AMANDA:I am satisfied with everything that pleases you, else I had not come to Scarborough at all.
LOVELESS: Oh, a little of the noise and folly of this place will sweeten the pleasures of our retreat; we shall find the charms of our retirement doubled when we return to it.
AMANDA: That pleasing prospect will be my chiefest entertainment, whilst, much against my will, I engage in those empty pleasures which ’tis so much the fashion to be fond of.
LOVELESS: I own most of them are, indeed, but empty; yet there are delights of which a private life is destitute, which may divert an honest man, and be a harmless entertainment to a virtuous woman: good music is one; and truly (with some small allowance) the plays, I think, may be esteemed another.
AMANDA: Plays, I must confess, have some small charms. What do you think of that you saw last night?
LOVELESS: To say truth, I did not mind it much—my attention was for some time taken off to admire the workmanship of Nature in the face of a young lady who sat at some distance from me, she was so exquisitely handsome.

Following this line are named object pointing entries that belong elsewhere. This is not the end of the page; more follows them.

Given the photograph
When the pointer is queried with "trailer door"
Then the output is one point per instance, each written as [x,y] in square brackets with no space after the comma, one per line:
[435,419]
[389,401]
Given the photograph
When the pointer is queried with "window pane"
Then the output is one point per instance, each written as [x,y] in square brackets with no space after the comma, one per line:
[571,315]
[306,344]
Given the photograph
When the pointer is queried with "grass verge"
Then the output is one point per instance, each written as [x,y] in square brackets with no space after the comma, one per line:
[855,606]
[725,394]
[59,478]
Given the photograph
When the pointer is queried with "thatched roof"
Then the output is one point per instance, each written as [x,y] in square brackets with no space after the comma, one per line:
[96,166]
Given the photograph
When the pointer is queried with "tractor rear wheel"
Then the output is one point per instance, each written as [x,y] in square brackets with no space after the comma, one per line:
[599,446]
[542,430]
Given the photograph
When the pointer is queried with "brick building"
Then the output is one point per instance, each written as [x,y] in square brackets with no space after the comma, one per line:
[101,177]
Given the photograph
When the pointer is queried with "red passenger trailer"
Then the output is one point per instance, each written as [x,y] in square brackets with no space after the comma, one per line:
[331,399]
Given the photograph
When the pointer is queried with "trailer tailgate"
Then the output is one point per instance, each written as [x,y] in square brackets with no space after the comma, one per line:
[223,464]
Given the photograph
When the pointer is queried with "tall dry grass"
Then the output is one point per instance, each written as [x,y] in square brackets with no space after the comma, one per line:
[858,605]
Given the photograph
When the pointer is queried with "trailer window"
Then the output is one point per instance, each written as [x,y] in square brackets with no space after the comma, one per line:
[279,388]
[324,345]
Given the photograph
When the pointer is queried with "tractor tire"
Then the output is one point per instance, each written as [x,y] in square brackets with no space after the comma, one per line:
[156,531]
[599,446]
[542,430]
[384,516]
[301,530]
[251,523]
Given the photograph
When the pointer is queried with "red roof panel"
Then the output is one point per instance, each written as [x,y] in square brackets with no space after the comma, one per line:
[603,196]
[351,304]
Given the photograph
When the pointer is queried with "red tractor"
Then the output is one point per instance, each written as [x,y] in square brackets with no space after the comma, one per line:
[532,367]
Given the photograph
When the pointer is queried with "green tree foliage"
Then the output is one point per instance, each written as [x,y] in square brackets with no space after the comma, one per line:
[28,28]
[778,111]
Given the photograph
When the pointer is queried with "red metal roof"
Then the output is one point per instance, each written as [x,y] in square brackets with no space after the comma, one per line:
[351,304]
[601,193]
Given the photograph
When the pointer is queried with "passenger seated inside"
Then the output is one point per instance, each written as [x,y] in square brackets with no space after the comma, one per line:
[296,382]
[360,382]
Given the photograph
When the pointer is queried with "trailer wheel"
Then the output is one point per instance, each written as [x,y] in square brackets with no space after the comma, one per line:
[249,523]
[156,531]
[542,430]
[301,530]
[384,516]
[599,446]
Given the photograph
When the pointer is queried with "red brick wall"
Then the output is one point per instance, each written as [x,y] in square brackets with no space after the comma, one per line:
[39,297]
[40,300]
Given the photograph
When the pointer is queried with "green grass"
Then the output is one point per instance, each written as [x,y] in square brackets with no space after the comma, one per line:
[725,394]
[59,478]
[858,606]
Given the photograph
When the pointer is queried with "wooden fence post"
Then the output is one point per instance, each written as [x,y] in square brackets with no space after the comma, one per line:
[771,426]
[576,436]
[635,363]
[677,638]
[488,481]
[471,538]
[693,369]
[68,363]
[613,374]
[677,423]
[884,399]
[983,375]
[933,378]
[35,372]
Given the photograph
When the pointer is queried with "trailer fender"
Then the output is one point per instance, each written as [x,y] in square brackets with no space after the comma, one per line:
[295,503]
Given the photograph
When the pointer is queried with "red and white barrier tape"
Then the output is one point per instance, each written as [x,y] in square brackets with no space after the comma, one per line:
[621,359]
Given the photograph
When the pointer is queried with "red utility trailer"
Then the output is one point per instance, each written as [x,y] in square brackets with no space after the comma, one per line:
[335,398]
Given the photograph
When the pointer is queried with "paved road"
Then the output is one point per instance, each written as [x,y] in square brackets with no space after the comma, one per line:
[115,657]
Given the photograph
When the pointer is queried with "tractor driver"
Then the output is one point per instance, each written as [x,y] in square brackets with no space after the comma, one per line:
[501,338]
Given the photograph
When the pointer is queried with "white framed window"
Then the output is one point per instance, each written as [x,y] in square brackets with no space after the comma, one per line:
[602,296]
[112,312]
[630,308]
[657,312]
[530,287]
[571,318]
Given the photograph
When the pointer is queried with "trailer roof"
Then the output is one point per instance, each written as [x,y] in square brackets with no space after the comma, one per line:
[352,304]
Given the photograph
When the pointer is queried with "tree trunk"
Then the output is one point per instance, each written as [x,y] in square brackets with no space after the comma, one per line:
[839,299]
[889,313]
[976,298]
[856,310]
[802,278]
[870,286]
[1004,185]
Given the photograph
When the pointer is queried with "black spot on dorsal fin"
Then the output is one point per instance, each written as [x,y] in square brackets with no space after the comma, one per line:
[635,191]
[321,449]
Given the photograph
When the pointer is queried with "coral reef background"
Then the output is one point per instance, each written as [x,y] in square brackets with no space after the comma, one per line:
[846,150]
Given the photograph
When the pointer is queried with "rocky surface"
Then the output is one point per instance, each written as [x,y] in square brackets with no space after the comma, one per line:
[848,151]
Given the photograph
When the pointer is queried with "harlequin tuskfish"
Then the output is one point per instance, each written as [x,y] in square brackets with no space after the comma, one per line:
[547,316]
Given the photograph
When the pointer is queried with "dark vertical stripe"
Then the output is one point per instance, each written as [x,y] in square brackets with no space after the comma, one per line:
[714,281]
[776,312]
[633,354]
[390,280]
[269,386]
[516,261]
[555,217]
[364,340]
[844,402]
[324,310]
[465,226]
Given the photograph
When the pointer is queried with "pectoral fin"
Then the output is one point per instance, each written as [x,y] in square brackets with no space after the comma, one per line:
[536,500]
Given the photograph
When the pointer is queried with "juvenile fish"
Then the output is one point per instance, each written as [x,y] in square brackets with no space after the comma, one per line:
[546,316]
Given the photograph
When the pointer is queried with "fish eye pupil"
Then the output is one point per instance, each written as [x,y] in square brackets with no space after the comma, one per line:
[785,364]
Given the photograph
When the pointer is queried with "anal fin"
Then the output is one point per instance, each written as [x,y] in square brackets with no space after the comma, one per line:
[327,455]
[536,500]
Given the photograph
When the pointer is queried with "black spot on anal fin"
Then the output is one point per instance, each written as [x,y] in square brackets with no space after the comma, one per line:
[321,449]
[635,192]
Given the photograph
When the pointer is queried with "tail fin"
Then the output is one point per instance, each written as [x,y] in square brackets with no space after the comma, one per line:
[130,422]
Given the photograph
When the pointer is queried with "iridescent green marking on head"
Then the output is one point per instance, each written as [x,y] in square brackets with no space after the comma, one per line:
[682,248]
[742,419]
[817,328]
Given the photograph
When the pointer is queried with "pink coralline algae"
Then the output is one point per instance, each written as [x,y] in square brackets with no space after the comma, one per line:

AMANDA: So exquisitely handsome!
LOVELESS: Why do you repeat my words, my dear?
AMANDA: Because you seemed to speak them with such pleasure, I thought I might oblige you with their echo.
LOVELESS: Then you are alarmed, Amanda?
AMANDA: It is my duty to be so when you are in danger.
LOVELESS: You are too quick in apprehending for me. I viewed her with a world of admiration, but not one glance of love.
AMANDA: Take heed of trusting to such nice distinctions. But were your eyes the only things that were inquisitive? Had I been in your place, my tongue, I fancy, had been curious too. I should have asked her where she lived—yet still without design—who was she, pray?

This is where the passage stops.